Flexible Parametric Models – Splines

Royston-Parmar flexible parametric models (Royston and Parmar 2002) extend PH and PO models by estimating the baseline hazard with natural cubic splines. The model was designed to keep the form of the PH or PO methods but without the semi-parametric problem of estimating a baseline hazard that does not reflect reality (see above), or the parametric problem of misspecifying the survival distribution.

To provide an interpretable, informative and smooth hazard, natural cubic splines are fit in place of the baseline hazard. The crux of the method is to use splines to model time on a log-scale and to either estimate the log cumulative Hazard for PH models, \(\log H(\tau|X_i) = \log H_0(\tau) + X_i\beta\), or the log Odds for PO models, \(\log O(\tau|X_i) = \log O_0(\tau) + X_i\beta\), where \(\beta\) are model coefficients to fit, \(H_0\) is the baseline cumulative hazard function and \(O_0\) is the baseline odds function. For the flexible PH model, a Weibull distribution is the basis for the baseline distribution and a Log-logistic distribution for the baseline odds in the flexible PO model. \(\log H_0(\tau)\) and \(\log O_0(\tau)\) are estimated by natural cubic splines with coefficients fit by maximum likelihood estimation. The standard full likelihood is optimised, full details are not provided here. Between one and three internal knots are recommended for the splines and the placement of knots does not greatly impact upon the fitted model (Royston and Parmar 2002).

Advantages of the model include being: interpretable, flexible, can be fit with time-dependent covariates, and it returns a continuous function. Moreover many of the parameters, including the number and position of knots, are tunable, although Royston and Parmar advised against tuning and suggest often only one internal knot is required (Royston and Parmar 2002). A recent simulation study demonstrated that even with an increased number of knots (up to seven degrees of freedom), there was little bias in estimation of the survival and hazard functions (Bower et al. 2019). Despite its advantages, a 2018 review (Ng et al. 2018) found only twelve instances of published flexible parametric models since Royston and Parmar’s 2002 paper, perhaps because it is more complex to train, has a less intuitive fitting procedure than alternatives, and has limited off-shelf implementations; i.e. is less transparent and accessible than parametric alternatives.
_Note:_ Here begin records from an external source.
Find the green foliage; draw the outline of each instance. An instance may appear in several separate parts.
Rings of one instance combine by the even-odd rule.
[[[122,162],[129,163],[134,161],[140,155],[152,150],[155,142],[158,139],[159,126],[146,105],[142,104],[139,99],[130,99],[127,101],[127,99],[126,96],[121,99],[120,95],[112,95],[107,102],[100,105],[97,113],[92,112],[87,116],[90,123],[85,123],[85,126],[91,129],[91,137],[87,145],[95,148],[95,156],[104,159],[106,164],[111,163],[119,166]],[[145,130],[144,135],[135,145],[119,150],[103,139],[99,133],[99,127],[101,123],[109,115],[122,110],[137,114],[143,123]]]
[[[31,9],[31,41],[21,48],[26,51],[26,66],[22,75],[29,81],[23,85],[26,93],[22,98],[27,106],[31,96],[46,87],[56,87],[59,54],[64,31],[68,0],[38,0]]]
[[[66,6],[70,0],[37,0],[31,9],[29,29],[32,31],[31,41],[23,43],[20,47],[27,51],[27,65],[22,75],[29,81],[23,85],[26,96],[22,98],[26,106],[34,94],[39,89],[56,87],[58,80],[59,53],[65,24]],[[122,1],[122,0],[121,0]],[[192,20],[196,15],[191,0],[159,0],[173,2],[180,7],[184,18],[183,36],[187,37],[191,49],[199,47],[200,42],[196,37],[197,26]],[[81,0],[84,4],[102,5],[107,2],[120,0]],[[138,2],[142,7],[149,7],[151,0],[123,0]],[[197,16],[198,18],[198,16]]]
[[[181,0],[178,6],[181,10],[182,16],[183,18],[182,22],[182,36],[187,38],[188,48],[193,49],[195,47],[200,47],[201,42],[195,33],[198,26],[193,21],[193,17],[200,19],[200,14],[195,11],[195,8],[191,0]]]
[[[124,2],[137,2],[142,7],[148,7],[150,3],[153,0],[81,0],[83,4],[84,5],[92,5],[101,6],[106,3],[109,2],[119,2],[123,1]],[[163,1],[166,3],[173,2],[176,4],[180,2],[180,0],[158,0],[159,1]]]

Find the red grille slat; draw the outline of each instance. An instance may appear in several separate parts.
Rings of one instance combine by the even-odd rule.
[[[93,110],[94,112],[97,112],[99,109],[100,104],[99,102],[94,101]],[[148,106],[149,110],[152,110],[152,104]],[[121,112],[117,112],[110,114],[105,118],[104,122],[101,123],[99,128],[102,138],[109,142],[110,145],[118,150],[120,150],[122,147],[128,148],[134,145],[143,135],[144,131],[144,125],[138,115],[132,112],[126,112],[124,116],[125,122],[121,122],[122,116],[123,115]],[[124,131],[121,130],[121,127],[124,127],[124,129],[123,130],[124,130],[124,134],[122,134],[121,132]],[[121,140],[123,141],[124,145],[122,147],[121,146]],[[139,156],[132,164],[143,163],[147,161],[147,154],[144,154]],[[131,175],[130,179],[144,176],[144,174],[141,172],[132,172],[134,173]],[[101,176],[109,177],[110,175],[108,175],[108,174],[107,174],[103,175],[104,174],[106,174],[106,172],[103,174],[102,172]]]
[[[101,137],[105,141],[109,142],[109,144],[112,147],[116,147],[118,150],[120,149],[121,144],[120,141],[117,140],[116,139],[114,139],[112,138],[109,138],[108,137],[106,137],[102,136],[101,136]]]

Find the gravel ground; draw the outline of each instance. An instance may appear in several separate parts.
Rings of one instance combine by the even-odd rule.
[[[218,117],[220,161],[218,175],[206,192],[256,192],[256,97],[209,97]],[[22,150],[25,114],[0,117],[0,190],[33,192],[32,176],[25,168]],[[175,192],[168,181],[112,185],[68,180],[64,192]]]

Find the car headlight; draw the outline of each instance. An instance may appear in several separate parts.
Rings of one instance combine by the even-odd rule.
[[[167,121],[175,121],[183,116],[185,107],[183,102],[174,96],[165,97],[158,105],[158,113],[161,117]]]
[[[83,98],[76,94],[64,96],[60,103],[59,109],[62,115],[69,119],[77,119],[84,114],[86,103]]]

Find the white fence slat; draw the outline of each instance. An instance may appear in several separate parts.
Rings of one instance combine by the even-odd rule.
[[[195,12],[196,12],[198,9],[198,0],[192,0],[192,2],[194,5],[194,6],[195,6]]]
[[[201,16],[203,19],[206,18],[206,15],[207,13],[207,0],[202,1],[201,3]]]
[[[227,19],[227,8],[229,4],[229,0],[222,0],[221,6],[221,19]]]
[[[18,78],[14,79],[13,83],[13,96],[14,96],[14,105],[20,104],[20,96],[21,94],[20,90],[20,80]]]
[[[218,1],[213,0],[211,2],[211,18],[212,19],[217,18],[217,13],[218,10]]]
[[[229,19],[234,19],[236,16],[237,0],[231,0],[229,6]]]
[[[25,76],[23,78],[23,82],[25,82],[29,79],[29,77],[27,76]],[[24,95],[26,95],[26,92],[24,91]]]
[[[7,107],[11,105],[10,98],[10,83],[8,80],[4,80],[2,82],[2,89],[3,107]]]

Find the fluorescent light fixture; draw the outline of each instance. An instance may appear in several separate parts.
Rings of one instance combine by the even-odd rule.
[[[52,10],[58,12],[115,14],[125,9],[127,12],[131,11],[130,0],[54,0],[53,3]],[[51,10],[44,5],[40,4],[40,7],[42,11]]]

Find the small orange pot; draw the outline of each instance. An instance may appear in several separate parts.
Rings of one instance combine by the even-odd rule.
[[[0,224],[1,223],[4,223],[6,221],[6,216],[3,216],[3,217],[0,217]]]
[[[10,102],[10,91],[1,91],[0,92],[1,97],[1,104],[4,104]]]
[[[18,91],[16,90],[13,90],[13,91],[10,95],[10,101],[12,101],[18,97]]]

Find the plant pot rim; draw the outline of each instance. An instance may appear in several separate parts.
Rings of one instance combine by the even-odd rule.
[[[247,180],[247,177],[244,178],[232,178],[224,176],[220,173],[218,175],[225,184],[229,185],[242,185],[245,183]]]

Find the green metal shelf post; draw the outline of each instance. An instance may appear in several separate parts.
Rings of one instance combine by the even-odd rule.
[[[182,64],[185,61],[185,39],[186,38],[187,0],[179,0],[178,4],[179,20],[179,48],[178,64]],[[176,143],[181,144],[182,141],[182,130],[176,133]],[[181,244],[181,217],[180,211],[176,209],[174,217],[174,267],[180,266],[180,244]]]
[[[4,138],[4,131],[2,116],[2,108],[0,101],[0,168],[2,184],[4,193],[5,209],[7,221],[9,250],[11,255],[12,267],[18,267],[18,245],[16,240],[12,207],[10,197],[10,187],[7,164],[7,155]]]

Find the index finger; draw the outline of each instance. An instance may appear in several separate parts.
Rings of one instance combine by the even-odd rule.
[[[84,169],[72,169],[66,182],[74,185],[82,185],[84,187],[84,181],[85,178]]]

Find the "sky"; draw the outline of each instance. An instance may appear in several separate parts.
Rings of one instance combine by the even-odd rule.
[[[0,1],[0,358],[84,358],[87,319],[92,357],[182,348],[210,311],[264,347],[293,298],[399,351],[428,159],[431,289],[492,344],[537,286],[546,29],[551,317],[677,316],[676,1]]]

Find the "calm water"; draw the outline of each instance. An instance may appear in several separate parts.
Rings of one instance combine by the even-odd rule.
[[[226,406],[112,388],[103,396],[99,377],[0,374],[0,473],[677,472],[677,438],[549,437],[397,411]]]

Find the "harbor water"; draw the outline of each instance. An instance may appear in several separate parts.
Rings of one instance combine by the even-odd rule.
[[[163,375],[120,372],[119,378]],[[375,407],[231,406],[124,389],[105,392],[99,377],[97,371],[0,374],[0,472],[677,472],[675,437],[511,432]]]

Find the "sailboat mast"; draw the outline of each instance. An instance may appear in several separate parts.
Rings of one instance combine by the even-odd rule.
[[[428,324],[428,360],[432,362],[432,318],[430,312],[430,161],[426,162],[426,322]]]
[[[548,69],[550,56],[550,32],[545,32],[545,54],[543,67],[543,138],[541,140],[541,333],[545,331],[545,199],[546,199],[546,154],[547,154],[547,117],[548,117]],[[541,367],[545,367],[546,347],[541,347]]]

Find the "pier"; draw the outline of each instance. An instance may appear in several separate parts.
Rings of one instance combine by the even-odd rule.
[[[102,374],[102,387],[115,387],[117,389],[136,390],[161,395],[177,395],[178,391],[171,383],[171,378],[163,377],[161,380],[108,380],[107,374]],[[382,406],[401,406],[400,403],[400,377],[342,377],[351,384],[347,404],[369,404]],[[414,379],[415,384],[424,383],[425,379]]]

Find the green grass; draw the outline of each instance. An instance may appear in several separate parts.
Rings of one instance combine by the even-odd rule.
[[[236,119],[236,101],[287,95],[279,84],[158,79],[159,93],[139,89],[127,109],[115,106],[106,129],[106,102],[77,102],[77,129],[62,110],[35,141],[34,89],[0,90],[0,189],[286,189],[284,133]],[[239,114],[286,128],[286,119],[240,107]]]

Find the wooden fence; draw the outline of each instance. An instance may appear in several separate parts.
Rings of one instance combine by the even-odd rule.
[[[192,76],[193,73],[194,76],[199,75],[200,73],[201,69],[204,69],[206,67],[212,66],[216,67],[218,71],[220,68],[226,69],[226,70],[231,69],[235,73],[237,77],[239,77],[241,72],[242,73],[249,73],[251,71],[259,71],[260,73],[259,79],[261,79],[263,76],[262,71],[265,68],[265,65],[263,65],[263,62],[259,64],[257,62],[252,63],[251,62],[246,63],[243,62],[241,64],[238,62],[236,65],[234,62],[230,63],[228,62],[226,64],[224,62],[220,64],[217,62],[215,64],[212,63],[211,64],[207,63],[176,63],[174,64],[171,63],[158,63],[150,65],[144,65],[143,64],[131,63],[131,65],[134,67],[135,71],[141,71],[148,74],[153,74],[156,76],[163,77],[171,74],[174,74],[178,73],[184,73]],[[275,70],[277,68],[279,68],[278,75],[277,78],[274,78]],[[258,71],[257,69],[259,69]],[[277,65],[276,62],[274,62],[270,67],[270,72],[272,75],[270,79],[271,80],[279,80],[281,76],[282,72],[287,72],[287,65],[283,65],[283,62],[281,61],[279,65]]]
The PH and AFT models are both very transparent and accessible, though require slightly more expert knowledge than the CPH in order to specify the ‘correct’ underlying probability distribution. Interestingly whilst there are many papers comparing PH and AFT models to one another using in-sample metrics (?sec-eval-insample) such as AIC (Georgousopoulou et al. 2015; Habibi et al. 2018; Moghimi-dehkordi et al. 2008; Zare et al. 2015), no benchmark experiments could be found for out-of-sample performance. PO and spline models are less transparent than PH and AFT models and are even less accessible, with very few implementations of either. No conclusions can be drawn about the predictive performance of PO or spline models due to a lack of suitable benchmark experiments.